Let me add that I LOVE movies. Taxi Driver, the Limey, the Conversation, Night Moves, World’s Fastest Indian, American Graffiti, the French Connection, are masterful movies that are great works of art that I watch at least every other month. I’d love to see a movie a week, more if they were all even close to that.
I just don’t see the “broadness” of movies making money, the way Hollywood used to run in the Golden Era, with all types of movies making money. Which is sad. Hollywood is FILLED with creative, talented people who can (and sometimes do) make great movies. I’d much rather see a lot of movies make moderate amounts of money than a few big “concept” hits (comic books, toys, etc.)
Studios aren’t philanthropic enterprises, their obligation it to make money for their owners. You want the studios to give you money, buy their stock.
Given how notoriously nutso-cukcoo studio accounting practises tend to be I’m not sure how to view any of this news. Asa movie-goer it’s certainly a dissipriting time. Few of the ten movies playing in my city at any given time seem to be aimed at adults. So I agree with Fan and Yup Yup about the over 40′s being ignored.
Worse still we keep getting huge budget films based on pop culture ephemera like Speed Racer and Land of teh Lost few in North America really care about and which no-one overseas has heard of. It seems studios would rather blow 100 million on any pre-existing concept rather than spend 20 to 40 million on something original.
I’m hoping at least that Hollywood’s inability to make mid-budget genre films will be seized upon by film-makers outside LA. Perhaps District 9 is the wave of things to come. Ditto Luc Besson’s action movie factory. Certainly I’d rather see more quasi-indie international projects like this
http://www.bloody-disgusting.com/news/21232
over bloated developed to death schlock than Jonah Hex.
This is another example why the stock market is bound to fail again. It’s focused on growth, growth, growth quarter over quarter, year over year and fails to look at the fundamentals of the business.
While I love ESPN, eventually the MSOs (Time Warner Cable, Comcast, etC) are going to get sick of their exorbitant programming fees and rate hikes and put it on the pay tier. While, I love it, the majority of americans are sports lovers like me and could do without their monthly bill going up not because of the MSOs greed but the networks.
Cutting costs is great, especially if they could try to get rid of redundancies (usually at the top and middle and middle middle management but the paradigm of the business still needs to shift if these stocks are truly going to ever up their value.
Thanks again for these industry business articles.
They are all playing accounting tricks to show as much profit this year to avoid the tax increases that are coming down the pike.

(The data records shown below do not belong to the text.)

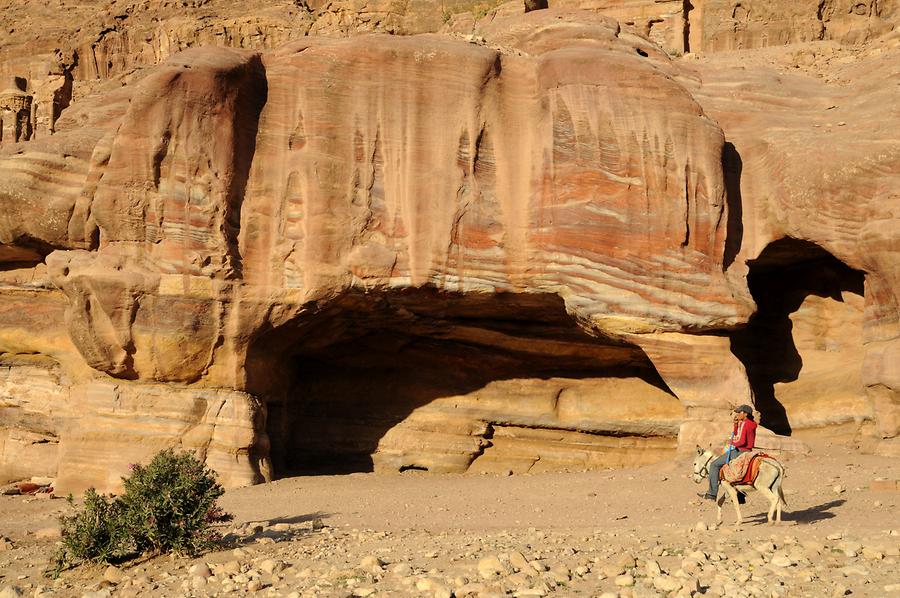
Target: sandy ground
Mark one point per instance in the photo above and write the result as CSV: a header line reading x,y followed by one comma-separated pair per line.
x,y
429,535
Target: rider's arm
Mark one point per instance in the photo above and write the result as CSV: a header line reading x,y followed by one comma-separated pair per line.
x,y
742,442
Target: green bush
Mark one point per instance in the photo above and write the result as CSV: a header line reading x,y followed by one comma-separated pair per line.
x,y
168,505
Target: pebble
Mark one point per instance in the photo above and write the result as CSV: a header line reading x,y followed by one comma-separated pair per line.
x,y
200,570
490,567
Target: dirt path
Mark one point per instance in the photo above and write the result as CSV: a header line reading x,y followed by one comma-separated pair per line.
x,y
627,533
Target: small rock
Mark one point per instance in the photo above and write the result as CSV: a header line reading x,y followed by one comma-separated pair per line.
x,y
48,533
271,566
781,560
113,575
518,560
490,567
872,553
371,562
666,584
401,570
200,570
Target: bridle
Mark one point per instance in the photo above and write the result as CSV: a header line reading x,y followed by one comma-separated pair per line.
x,y
704,471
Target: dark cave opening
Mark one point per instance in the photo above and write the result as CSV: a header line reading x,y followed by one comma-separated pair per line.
x,y
781,279
337,379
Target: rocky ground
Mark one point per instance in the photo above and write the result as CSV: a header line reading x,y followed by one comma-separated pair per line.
x,y
639,533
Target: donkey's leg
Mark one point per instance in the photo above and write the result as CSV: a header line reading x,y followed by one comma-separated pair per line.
x,y
773,502
780,493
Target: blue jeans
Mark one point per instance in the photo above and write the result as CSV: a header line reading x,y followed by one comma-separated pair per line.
x,y
714,468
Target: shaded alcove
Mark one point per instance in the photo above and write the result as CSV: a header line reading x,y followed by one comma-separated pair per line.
x,y
785,275
338,378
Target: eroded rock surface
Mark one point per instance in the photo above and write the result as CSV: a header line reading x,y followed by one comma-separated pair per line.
x,y
526,250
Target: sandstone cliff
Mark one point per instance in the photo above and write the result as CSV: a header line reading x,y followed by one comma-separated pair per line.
x,y
531,248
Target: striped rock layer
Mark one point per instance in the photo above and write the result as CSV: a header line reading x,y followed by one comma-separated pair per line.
x,y
389,252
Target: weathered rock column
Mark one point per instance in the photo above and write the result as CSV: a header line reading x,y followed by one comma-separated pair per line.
x,y
706,376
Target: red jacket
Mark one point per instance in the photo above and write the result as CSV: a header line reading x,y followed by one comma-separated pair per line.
x,y
745,435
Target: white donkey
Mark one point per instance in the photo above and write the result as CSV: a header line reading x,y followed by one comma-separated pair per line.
x,y
768,482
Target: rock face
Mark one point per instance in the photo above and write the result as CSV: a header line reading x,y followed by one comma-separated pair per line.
x,y
514,254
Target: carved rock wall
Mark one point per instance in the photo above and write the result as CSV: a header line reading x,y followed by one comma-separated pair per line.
x,y
224,252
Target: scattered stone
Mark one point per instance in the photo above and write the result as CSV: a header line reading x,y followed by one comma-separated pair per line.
x,y
200,570
401,569
48,533
490,567
271,566
781,560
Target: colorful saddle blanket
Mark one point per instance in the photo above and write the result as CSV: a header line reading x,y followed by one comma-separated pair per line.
x,y
743,469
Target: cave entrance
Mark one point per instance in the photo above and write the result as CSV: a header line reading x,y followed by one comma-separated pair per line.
x,y
803,347
422,379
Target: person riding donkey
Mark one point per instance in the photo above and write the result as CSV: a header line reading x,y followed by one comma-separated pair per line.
x,y
743,439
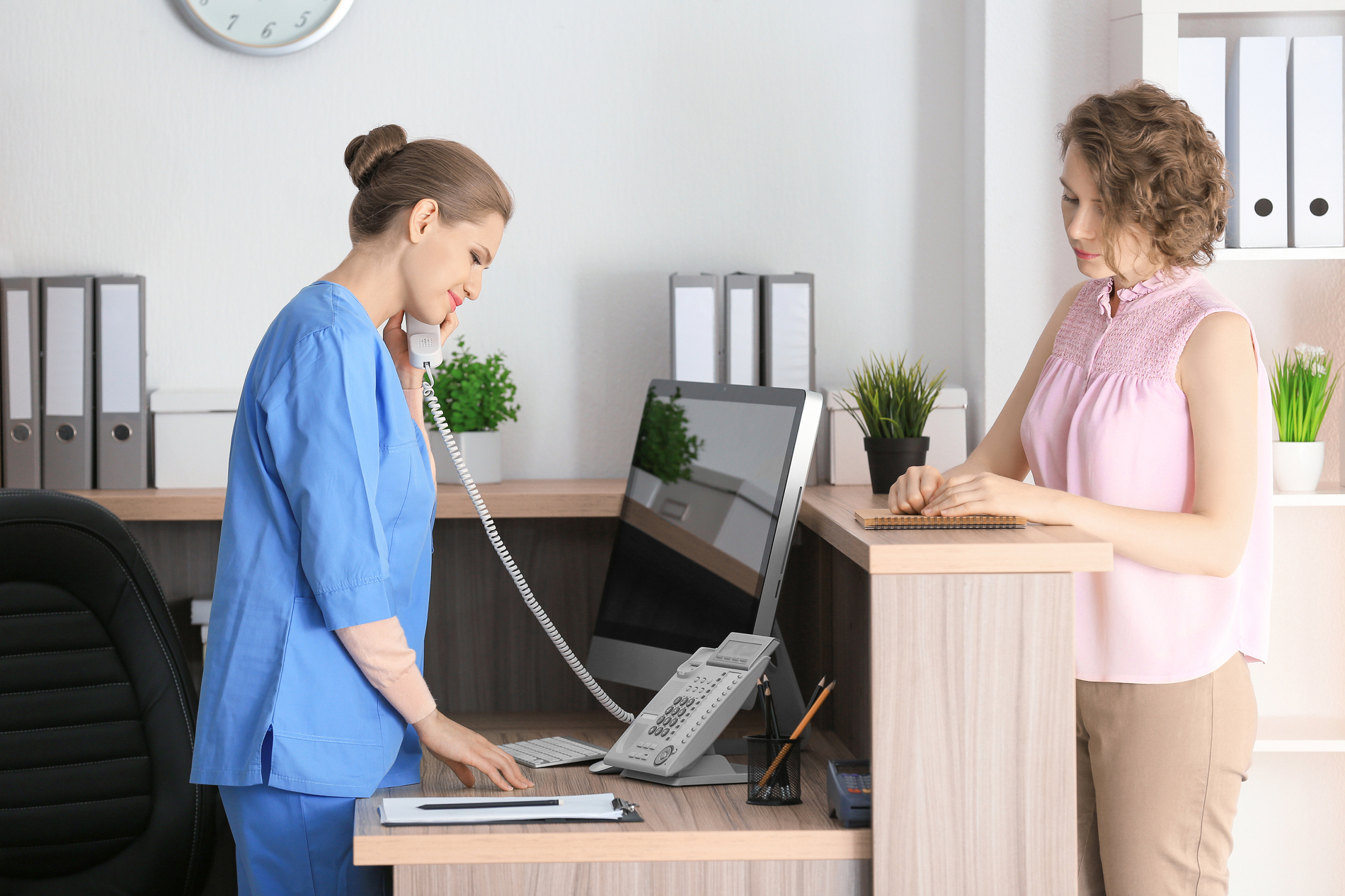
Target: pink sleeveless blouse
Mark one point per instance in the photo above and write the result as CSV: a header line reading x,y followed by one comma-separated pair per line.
x,y
1109,421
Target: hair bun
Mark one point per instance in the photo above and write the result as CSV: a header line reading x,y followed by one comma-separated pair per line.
x,y
365,152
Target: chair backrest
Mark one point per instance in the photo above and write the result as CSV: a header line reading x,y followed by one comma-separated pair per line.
x,y
97,711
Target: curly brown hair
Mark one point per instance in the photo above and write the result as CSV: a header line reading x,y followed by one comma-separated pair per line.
x,y
1156,167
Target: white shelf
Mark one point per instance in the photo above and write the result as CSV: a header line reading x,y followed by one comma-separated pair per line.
x,y
1215,7
1327,495
1293,253
1300,736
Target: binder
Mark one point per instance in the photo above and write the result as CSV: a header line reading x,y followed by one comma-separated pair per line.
x,y
1201,77
741,328
67,443
787,342
1201,80
121,416
1258,143
1316,152
21,384
696,327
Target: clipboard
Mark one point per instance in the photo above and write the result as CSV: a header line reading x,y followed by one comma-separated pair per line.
x,y
626,812
912,522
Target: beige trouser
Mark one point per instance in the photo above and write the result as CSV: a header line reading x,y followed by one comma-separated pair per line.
x,y
1160,767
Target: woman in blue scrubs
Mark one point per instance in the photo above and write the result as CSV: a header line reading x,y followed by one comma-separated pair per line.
x,y
312,692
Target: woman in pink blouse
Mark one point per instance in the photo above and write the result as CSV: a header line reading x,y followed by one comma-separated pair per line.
x,y
1145,419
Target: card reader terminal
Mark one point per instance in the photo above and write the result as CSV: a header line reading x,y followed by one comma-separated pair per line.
x,y
850,791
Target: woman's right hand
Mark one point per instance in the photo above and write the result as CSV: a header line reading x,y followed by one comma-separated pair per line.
x,y
463,749
914,488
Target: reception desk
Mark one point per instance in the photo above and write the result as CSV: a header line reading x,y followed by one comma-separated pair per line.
x,y
954,654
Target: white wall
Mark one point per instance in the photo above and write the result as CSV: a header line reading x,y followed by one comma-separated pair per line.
x,y
1041,57
641,139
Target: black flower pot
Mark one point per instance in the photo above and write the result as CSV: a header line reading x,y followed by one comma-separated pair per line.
x,y
889,458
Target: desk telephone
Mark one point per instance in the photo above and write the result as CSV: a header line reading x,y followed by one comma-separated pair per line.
x,y
672,737
672,742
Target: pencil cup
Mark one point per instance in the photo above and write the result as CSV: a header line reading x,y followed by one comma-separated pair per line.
x,y
774,771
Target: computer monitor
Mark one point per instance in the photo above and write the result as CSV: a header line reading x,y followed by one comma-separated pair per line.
x,y
705,528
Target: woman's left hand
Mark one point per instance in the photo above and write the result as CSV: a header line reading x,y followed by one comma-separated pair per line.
x,y
985,493
396,340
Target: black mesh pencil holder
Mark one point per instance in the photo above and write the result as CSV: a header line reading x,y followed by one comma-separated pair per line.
x,y
774,771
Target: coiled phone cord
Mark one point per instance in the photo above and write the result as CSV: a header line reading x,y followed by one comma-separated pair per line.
x,y
498,544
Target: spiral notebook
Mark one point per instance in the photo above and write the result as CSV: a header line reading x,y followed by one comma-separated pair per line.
x,y
886,519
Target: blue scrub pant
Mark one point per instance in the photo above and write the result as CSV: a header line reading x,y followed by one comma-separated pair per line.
x,y
297,845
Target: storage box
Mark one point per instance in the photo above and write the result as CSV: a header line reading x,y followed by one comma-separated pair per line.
x,y
193,432
947,431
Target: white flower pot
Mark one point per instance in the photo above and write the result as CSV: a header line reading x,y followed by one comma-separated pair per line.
x,y
481,454
1298,464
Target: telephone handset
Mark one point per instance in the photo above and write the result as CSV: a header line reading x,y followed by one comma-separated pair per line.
x,y
427,352
423,343
669,742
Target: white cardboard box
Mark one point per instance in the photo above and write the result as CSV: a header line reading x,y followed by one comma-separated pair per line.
x,y
193,432
947,431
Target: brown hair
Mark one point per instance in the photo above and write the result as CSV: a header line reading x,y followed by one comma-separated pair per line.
x,y
393,176
1156,167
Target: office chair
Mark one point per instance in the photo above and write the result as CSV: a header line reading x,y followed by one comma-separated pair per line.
x,y
97,712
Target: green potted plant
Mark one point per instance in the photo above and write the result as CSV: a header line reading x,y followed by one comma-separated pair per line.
x,y
476,397
1301,389
663,448
892,404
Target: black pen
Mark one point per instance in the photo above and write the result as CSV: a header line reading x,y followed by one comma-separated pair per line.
x,y
772,724
815,692
500,803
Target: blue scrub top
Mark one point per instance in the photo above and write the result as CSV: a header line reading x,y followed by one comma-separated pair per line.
x,y
327,524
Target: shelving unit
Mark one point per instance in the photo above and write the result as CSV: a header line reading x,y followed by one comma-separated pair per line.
x,y
1293,253
1300,736
1328,495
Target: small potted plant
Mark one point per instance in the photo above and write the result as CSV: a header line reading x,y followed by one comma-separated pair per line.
x,y
1301,389
892,404
476,397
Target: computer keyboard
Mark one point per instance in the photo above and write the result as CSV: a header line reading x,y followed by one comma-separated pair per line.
x,y
553,751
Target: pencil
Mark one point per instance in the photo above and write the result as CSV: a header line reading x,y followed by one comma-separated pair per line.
x,y
813,709
815,692
772,723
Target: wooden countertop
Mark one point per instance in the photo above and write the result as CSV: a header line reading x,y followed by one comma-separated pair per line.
x,y
829,510
681,824
537,498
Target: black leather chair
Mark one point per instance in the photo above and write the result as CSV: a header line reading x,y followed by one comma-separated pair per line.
x,y
97,712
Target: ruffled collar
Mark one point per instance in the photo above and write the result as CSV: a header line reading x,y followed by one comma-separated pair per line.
x,y
1130,294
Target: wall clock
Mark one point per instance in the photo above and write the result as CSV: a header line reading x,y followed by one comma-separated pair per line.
x,y
264,27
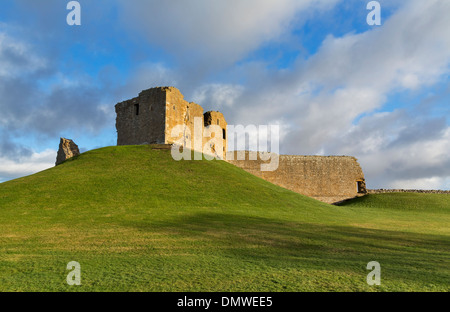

If it were not for this reason it would be a normal year with them using the same accounting tricks to hide and push around as much profit as possible.
The whole point of the game, in significant part, has been to crush labor.
Jobless recovery is the new normal, see?
And it’s great at the top: Joe taxpayer/sucker ate the downside at the barrel of a gun while the big boys kept and will continue to keep the upside scott free. Now they consolidate power accordingly, able to buy up real assets for pennies on the dollar while the mass unemployment they created serves to evaporate even further what little leverage labor had since the New Deal was systematically–by both parties–rolled back to the Old Deal.
Good times!
California is losing business to other states/countries because it is stupid. California has perhaps more positive things going for it than any other state (film industry, high tech, agriculture, etc.) but because it is stupidly run it is on the precipice of disaster.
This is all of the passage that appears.